You don’t need the parentheses here, though they do no harm.

        root.left = Node(None)
        root.right = Node(None)
        sortedArrayToBST_with_root(nums_left_half, root.left)
        sortedArrayToBST_with_root(nums_right_half, root.right)

def sortedArrayToBST(nums):
    root = Node(None)
    sortedArrayToBST_with_root(nums, root)
    return root

nums = [-10,-3,0,5,9]
root1 = sortedArrayToBST(nums)
print(root1.val)

The rest of the code looks superficially ok, though I have not run it.

Cheers,
Cameron Simpson cs@cskk.id.au

Thank you very much. My code can run now either for “mid = n//2” or “mid = (n-1)//2”. It seems to me that “mid = (n-1)//2” is even more faithful to the idea of “mid-point” since the first point is 0, and the last is (n-1). Is there a reason why people always use “n//2” rather than “(n-1)//2”?

class Node:
    def __init__(self, val):
        self.val = val
        self.left = self.right = None
        
def sortedArrayToBST_with_root(nums, root):   
    n = len(nums)
    if n == 0:
        pass  # do nothing
    elif n == 1:
        root.val = nums[0]
    elif n == 2:
        root.val = nums[1]
        root.left = Node(nums[0])
    else:
        mid = (n-1)//2
#        mid = n//2 
        root.val = nums[mid]
        nums_left_half = nums[:mid]
        nums_right_half = nums[(mid+1):]
        root.left = Node(None)
        root.right = Node(None)
        sortedArrayToBST_with_root(nums_left_half, root.left)
        sortedArrayToBST_with_root(nums_right_half, root.right)

def sortedArrayToBST(nums):
    root = Node(None)
    sortedArrayToBST_with_root(nums, root)
    return root
    
nums = [-10,-3,0,5,9]
root1 = sortedArrayToBST(nums)
print(root1.left.val)

My code can run now either for “mid = n//2” or “mid = (n-1)//2”. It
seems to me that “mid = (n-1)//2” is even more faithful to the idea of
“mid-point” since the first point is 0, and the last is (n-1). Is there
a reason why people always use “n//2” rather than “(n-1)//2”?
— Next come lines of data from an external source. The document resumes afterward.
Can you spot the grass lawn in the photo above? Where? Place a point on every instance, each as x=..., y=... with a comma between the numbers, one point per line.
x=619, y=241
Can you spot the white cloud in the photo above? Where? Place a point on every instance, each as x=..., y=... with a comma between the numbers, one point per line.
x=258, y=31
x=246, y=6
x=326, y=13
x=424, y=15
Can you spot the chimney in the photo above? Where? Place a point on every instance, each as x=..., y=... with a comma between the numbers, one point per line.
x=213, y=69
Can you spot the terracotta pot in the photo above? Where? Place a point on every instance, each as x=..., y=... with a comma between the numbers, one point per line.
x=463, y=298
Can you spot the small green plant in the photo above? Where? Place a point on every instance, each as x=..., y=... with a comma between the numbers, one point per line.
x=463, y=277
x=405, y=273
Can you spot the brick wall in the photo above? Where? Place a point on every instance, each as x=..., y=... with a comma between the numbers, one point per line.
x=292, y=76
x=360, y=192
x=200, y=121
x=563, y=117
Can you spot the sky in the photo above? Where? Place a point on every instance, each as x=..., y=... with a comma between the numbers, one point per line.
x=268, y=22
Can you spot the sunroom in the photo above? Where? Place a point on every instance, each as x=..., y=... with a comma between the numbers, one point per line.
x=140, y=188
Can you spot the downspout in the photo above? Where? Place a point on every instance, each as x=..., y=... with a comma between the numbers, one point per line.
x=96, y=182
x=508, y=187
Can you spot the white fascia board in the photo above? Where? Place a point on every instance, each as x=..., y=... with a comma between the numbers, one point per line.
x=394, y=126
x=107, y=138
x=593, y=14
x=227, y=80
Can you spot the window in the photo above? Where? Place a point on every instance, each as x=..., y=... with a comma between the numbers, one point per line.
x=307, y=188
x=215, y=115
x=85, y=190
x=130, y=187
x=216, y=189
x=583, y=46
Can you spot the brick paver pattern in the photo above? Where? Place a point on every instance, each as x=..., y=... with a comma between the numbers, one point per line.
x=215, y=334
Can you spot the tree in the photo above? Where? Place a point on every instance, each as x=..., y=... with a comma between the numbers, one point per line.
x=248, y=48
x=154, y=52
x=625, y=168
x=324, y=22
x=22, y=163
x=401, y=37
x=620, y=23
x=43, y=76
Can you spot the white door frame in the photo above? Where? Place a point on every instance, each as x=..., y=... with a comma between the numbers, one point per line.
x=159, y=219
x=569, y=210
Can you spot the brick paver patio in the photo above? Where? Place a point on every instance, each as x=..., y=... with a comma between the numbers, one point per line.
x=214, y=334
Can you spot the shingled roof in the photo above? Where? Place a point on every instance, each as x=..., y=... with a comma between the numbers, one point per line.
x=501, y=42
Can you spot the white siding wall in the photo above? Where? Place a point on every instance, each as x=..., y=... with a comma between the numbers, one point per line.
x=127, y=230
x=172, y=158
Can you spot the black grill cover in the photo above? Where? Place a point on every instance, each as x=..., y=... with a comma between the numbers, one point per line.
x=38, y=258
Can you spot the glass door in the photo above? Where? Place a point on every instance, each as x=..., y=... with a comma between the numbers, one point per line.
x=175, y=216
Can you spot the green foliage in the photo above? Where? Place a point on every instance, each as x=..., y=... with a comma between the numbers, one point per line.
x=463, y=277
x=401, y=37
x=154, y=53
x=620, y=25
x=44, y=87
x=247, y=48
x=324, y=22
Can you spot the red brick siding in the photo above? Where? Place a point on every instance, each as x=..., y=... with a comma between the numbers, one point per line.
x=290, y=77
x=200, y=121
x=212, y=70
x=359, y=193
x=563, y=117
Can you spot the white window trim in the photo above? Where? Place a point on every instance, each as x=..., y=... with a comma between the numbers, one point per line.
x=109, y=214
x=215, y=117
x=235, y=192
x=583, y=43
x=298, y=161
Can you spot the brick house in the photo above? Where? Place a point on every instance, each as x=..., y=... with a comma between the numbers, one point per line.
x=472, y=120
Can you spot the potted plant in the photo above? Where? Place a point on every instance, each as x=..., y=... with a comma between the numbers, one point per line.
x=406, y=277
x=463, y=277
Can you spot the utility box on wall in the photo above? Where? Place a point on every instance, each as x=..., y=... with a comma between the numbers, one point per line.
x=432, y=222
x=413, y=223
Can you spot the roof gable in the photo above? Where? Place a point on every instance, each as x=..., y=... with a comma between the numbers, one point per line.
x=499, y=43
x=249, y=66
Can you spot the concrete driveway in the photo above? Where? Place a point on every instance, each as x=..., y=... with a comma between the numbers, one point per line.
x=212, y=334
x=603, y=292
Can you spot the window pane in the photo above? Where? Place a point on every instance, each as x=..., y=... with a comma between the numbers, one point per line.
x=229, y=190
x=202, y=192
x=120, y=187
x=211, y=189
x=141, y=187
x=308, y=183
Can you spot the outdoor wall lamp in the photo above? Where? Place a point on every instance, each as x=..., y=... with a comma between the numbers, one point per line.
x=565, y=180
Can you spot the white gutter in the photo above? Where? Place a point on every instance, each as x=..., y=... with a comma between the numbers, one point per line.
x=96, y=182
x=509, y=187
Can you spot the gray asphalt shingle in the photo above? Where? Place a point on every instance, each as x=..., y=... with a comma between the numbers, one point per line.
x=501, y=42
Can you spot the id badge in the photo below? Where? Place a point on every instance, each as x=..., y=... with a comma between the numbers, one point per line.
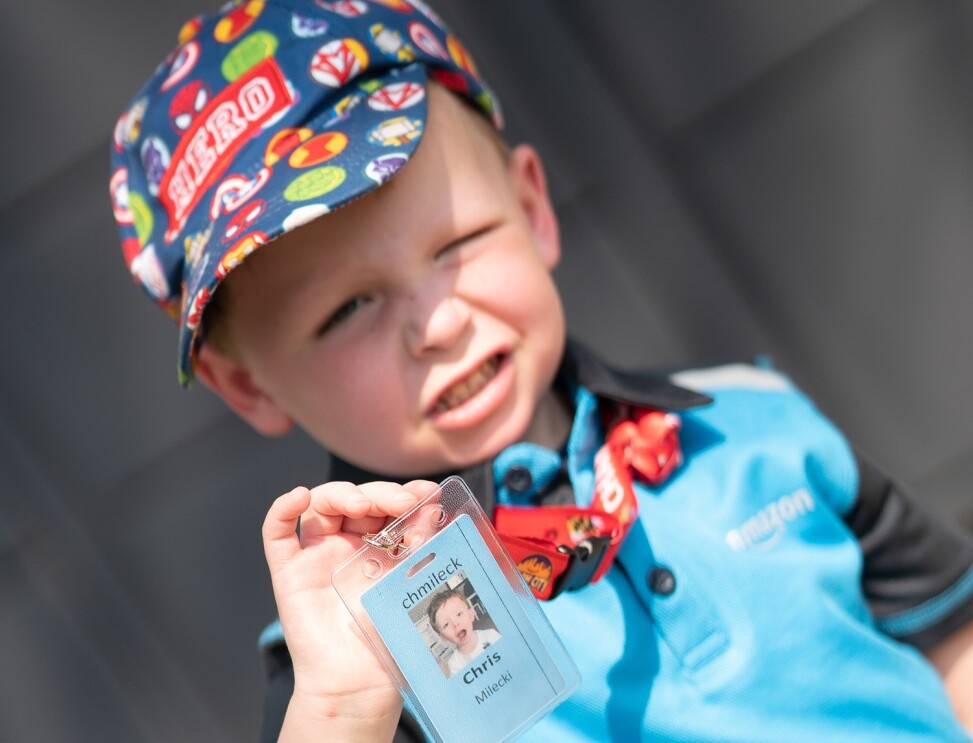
x=449, y=615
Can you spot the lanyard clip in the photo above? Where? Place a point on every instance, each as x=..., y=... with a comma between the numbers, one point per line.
x=585, y=560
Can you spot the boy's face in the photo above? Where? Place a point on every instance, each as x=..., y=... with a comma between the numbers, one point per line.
x=454, y=622
x=417, y=329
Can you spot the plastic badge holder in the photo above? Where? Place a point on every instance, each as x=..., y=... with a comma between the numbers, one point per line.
x=445, y=553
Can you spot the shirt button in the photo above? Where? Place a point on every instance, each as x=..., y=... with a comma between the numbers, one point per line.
x=518, y=479
x=661, y=581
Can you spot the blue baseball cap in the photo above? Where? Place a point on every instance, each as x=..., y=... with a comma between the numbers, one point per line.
x=268, y=114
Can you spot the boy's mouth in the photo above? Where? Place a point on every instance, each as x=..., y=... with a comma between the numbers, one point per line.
x=464, y=390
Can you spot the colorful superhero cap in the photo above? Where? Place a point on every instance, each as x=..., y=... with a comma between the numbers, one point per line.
x=267, y=115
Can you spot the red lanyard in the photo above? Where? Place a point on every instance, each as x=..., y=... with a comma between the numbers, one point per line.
x=561, y=548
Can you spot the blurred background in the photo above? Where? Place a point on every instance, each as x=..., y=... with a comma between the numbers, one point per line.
x=734, y=178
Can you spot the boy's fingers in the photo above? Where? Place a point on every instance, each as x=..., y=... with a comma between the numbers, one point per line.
x=280, y=525
x=339, y=500
x=359, y=509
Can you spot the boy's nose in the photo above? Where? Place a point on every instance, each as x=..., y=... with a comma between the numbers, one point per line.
x=436, y=325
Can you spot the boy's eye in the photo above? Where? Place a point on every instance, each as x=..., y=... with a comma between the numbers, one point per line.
x=343, y=313
x=446, y=250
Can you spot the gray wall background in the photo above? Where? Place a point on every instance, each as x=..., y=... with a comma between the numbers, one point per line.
x=734, y=177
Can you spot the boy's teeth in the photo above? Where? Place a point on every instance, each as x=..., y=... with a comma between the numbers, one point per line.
x=463, y=391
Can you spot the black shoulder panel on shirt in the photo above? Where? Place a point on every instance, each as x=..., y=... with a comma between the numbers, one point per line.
x=910, y=555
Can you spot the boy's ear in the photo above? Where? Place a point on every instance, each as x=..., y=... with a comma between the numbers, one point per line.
x=233, y=384
x=526, y=173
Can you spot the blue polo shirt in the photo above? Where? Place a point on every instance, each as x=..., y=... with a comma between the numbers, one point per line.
x=734, y=610
x=761, y=595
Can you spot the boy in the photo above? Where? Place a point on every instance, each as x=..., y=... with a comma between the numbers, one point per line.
x=768, y=580
x=451, y=615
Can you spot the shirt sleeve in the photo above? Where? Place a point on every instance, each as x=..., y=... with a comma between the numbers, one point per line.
x=917, y=572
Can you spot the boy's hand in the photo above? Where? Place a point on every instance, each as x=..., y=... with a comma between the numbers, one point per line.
x=341, y=690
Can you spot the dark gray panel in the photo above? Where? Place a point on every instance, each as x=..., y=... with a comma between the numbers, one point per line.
x=839, y=188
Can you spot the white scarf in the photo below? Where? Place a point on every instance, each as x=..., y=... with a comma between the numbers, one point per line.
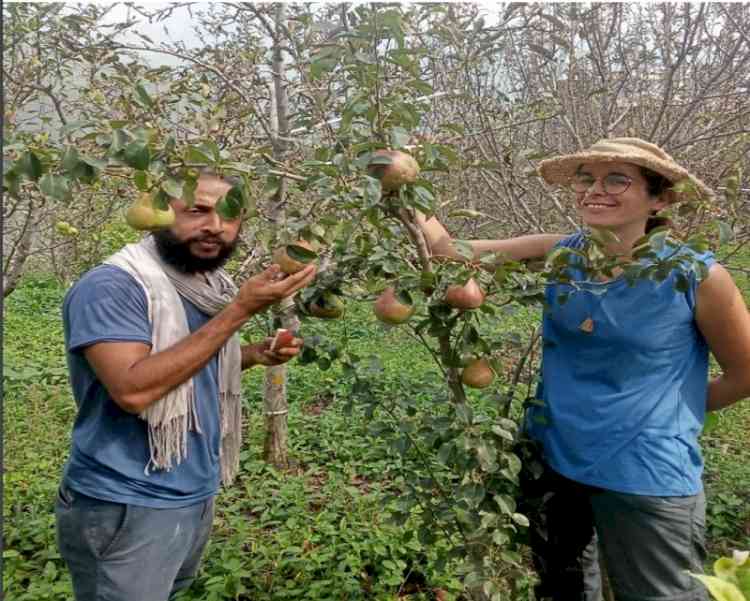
x=171, y=417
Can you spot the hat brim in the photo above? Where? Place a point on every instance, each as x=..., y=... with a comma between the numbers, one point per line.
x=560, y=170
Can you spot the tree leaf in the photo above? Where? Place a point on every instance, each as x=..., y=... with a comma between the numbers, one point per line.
x=70, y=158
x=137, y=156
x=55, y=186
x=399, y=137
x=143, y=96
x=721, y=590
x=172, y=187
x=140, y=179
x=300, y=253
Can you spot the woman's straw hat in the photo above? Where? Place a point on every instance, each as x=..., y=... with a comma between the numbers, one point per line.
x=560, y=170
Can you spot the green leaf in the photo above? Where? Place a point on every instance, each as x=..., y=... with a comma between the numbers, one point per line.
x=198, y=156
x=506, y=504
x=92, y=162
x=140, y=179
x=710, y=423
x=12, y=183
x=464, y=249
x=137, y=156
x=55, y=186
x=464, y=413
x=300, y=253
x=721, y=590
x=143, y=96
x=399, y=137
x=70, y=159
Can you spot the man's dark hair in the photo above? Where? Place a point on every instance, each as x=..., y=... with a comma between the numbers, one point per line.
x=176, y=252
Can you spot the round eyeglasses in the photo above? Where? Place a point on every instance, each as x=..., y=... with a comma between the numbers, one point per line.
x=613, y=184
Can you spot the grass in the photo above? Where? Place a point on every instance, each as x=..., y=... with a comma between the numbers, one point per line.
x=319, y=531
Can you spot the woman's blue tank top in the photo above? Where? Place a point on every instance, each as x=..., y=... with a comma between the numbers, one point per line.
x=622, y=405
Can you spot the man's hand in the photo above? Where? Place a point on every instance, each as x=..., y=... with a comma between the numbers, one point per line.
x=261, y=353
x=271, y=286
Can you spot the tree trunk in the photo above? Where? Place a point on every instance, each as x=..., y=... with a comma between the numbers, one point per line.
x=276, y=407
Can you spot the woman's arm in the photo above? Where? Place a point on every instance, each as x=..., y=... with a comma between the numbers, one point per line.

Aside from being visually simpler? I think because indices count from 0,
it felt like you were over subtracting. Let’s see:

for n in range(10):
mid = n // 2
print(n, ‘:’, mid, n-mid-1)
mid = (n-1) // 2
print(n, ‘:’, mid, n-mid-1)

It seems that neither is better, they just move the lopsidedness from
one side to the other:

>>> for n in range(10):
...     mid = n // 2
...     print(n, ':', mid, n-mid-1)
...     mid = (n-1) // 2
...     print(n, ':', mid, n-mid-1)
...
0 : 0 -1
0 : -1 0
1 : 0 0
1 : 0 0
2 : 1 0
2 : 0 1
3 : 1 1
3 : 1 1
4 : 2 1
4 : 1 2
5 : 2 2
5 : 2 2
6 : 3 2
6 : 2 3
7 : 3 3
7 : 3 3
8 : 4 3
8 : 3 4
9 : 4 4
9 : 4 4

Cheers,
Cameron Simpson cs@cskk.id.au

It can seem that way, but the thing to realize is that because you’re doing floor division, you’re already effectively subtracting 1 when the number of elements is odd.

If you have 8 elements, your mid will be 4, and if you have 9 elements, your mid will be… still 4. Discarding the fractional result pulls the mid downwards enough that, like @cameron said, if you also subtract 1 before you start then you’re just overcompensating (slightly) and flipping the imbalance from one side to the other.

For odd values of n, (n - 1) // 2 == n // 2, and for even values the tree is going to be imbalanced either way, so which way it tilts is meaningless.